Die Heere stehen sich gegenüber. Das der zwölf Stämme und das Heer König Ogs, letzteres kleiner wohl, aber vielleicht besser geordnet und bewaffnet. An dieser Stelle steht der Bibelvers: Mose wird den Kampf gewinnen, sagt der Herr, und er soll das Land Baschan einnehmen, gerade so, wie er es mit dem Land König Sihons in Heschbon getan hat. Und so geschieht es. Aus dem Land der beiden Amoriterreiche erhalten die Stämme Ruben und Gad sowie der halbe Stamm Manasse ihr Erbteil — noch vor der Überquerung des Jordan bei Jericho.

Auch das Deuteronomium berichtet von den Geschehnissen. Dtn 2 und 3 sind zugespitzter als Num 21. Man erfährt, dass König Og einer der letzten der vorzeitlichen Riesen war, und man liest auch, dass die Israeliten an allen Bewohnern beider Königreiche den Gottesbann vollstreckten: Männern, Frauen und Kindern.

Die Länder Sihons und Ogs waren organisierte Reiche mit festen Städten, hier ist ein Link. Eine Eroberung „im Vorbeigehen“, unter Auslöschung der gesamten Bevölkerung gar, ist schwer vorstellbar. Ich möchte aber auf etwas anderes aufmerksam machen: den erstaunliche Kontrast zum Beginn der Wüstenwanderung. Die Ägypter hatten ein Volk von Bausklaven in die Wüste getrieben und mit ihrer Armee verfolgt, gerade so wie es die Deutschen mit den Hereros taten. Nur ein Wunder konnte das wehr- und hilflose Volk retten. In existenzieller Gefahr rief Mose den Israeliten zu: 

Fürchtet Euch nicht. Steht fest und seht zu, was für ein Heil der Herr heute an euch tun wird. Denn wie ihr die Ägypter heute seht, werdet ihr sie niemals wieder sehen. Der Herr wird für euch streiten, und ihr werdet stille sein (Gen 14,13f).

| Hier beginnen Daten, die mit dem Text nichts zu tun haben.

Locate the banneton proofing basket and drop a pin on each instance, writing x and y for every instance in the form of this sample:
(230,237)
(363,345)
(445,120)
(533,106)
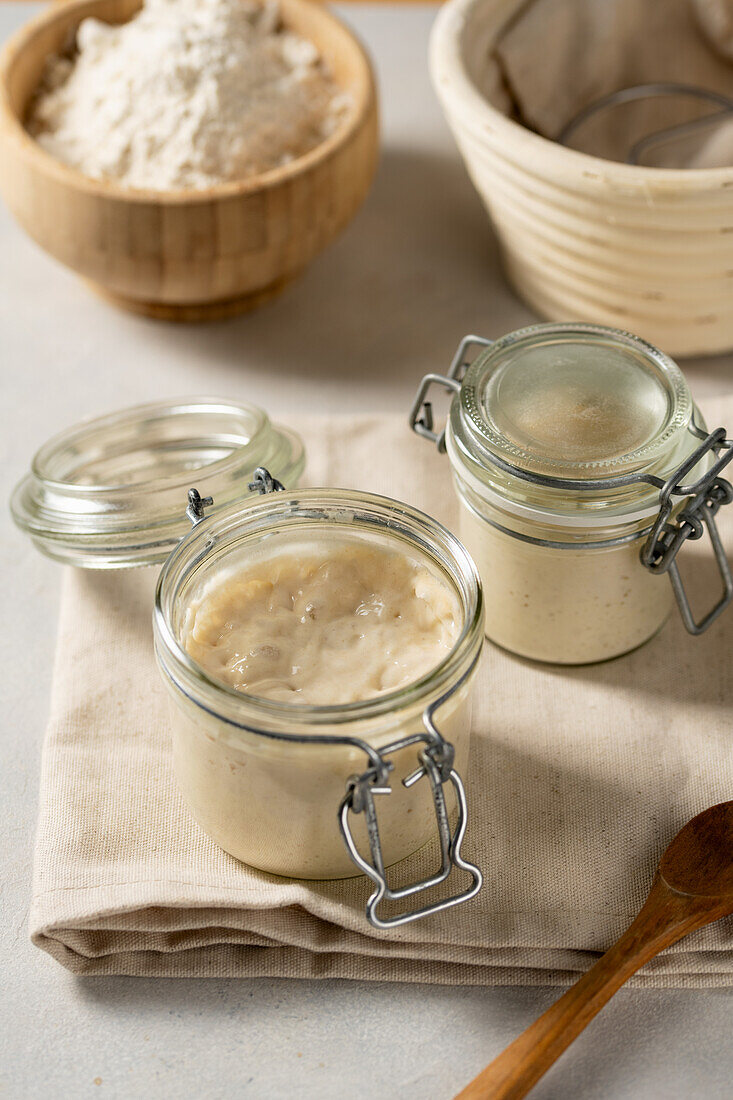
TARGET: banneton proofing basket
(294,790)
(644,249)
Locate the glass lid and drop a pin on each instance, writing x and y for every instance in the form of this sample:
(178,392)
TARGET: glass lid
(576,402)
(111,492)
(572,418)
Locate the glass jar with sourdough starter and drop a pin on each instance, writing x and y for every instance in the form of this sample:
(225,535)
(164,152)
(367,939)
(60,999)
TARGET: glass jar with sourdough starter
(581,466)
(302,791)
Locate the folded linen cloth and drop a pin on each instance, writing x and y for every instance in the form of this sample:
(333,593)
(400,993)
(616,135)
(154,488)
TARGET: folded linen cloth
(578,780)
(558,56)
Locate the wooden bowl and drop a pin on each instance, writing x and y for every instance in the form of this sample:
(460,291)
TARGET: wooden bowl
(186,255)
(649,250)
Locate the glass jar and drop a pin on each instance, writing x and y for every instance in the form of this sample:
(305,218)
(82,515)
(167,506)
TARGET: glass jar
(269,781)
(294,790)
(581,465)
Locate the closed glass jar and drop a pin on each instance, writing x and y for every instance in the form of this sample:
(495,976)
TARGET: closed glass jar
(559,438)
(301,791)
(265,779)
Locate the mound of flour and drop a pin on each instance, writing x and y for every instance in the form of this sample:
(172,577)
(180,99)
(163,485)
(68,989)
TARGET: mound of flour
(187,95)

Fürchtet Euch nicht! Fast ebenso beginnt im gezogenen Bibelvers Gottes Wort an Moses, aber was für ein Unterschied im Kontext! Den Amoritern hilft kein Wunder. Etwas Großes, etwas Grundsätzliches ist geschehen während des jahrzehntelangen Zugs durch die Wüste. Unter der Führung eines Mannes und seines Gottes ist aus einem Volk von Sklaven ein Heer kampferprobter Eroberer geworden. Die Landnahme hat begonnen. Das Buch Josua berichtet, mit welch furchtbarer Effizienz sie sich weiter vollzieht. Vieles kann man darin sehen. Auch den Segen und die Treue des Herrn und die Erfüllung eines Versprechens. Keine Frage, der Text verlangt diese Lesart. Mir fällt sie schwer.

Ich wünsche uns allen den Frieden Gottes, in dieser Woche und immer,
Ulf von Kalckreuth

Nachtrag, 28. August:
Vielleicht muß ich nicht immer auf den ganz großen Zusammenhang schauen. Ich bin ja kein Theologe. Man kann den Vers auch einfach als Ermutigung in einer bevorstehenden Auseinandersetzung lesen, nicht wahr? Wie es sich wohl anfühlt, im Auftrag Gottes unterwegs zu sein?

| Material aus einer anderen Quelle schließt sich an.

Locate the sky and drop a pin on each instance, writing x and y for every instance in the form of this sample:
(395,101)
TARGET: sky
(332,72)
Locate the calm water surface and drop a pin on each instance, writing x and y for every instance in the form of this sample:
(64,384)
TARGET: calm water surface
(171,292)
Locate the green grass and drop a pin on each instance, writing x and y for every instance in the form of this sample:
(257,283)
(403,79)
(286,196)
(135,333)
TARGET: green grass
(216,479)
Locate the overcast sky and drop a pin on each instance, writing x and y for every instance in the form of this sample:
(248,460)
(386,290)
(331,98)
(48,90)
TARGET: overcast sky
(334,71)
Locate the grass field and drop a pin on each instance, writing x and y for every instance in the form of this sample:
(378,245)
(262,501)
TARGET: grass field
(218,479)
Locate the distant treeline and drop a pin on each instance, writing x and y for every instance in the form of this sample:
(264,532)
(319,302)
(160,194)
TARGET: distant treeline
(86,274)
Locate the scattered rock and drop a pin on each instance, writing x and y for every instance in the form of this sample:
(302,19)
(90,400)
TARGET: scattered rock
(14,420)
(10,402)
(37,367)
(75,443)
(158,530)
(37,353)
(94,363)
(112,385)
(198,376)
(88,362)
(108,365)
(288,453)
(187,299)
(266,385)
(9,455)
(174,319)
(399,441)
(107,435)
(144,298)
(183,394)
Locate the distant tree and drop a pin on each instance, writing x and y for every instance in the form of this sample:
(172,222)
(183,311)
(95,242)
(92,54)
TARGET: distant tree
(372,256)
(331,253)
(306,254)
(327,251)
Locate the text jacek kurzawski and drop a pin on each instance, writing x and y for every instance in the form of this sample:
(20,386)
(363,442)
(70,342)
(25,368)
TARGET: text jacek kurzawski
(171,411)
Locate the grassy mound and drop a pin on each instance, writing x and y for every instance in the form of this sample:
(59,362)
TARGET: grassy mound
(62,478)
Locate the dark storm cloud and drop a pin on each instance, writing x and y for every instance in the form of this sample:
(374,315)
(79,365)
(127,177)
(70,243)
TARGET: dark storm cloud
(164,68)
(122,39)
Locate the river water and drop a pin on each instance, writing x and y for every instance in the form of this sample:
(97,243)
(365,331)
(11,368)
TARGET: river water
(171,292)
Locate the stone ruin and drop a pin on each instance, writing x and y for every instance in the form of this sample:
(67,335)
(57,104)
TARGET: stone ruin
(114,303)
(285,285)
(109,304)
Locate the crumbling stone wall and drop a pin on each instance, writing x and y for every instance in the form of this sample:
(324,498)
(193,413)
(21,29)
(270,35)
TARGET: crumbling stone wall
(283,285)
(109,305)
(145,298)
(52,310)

Bibelvers der Woche 27/2021

Auch schlug er die Moabiter, dass die Moabiter David untertänig wurden und Geschenke brachten.
1 Ch 18,2

Hier ist ein Link für den Kontext des Verses, zur Lutherbibel 2017.

Von Siegen erzählen

Der Text berichtet von den Eroberungszügen, mit denen David sein neu erworbenes Großkönigtum festigt und erweitert. Unser Vers geht auf das Schicksal der Moabiter ein — mit militärischer Gewalt werden sie in einen Vasallenstatus gebracht und tributpflichtig gemacht. Andernorts, bei Samuel, wird genauer erzählt, und grausamer: 

Er schlug auch die Moabiter und ließ sie sich auf den Boden legen, und maß sie mit der Messschnur ab, und er maß zwei Schnurlängen ab, so viele tötete er, und eine volle Schnurlänge, so viele ließ er am Leben. So wurden die Moabiter David untertan, dass sie ihm Tribut bringen mussten. (2 Sam 8,2)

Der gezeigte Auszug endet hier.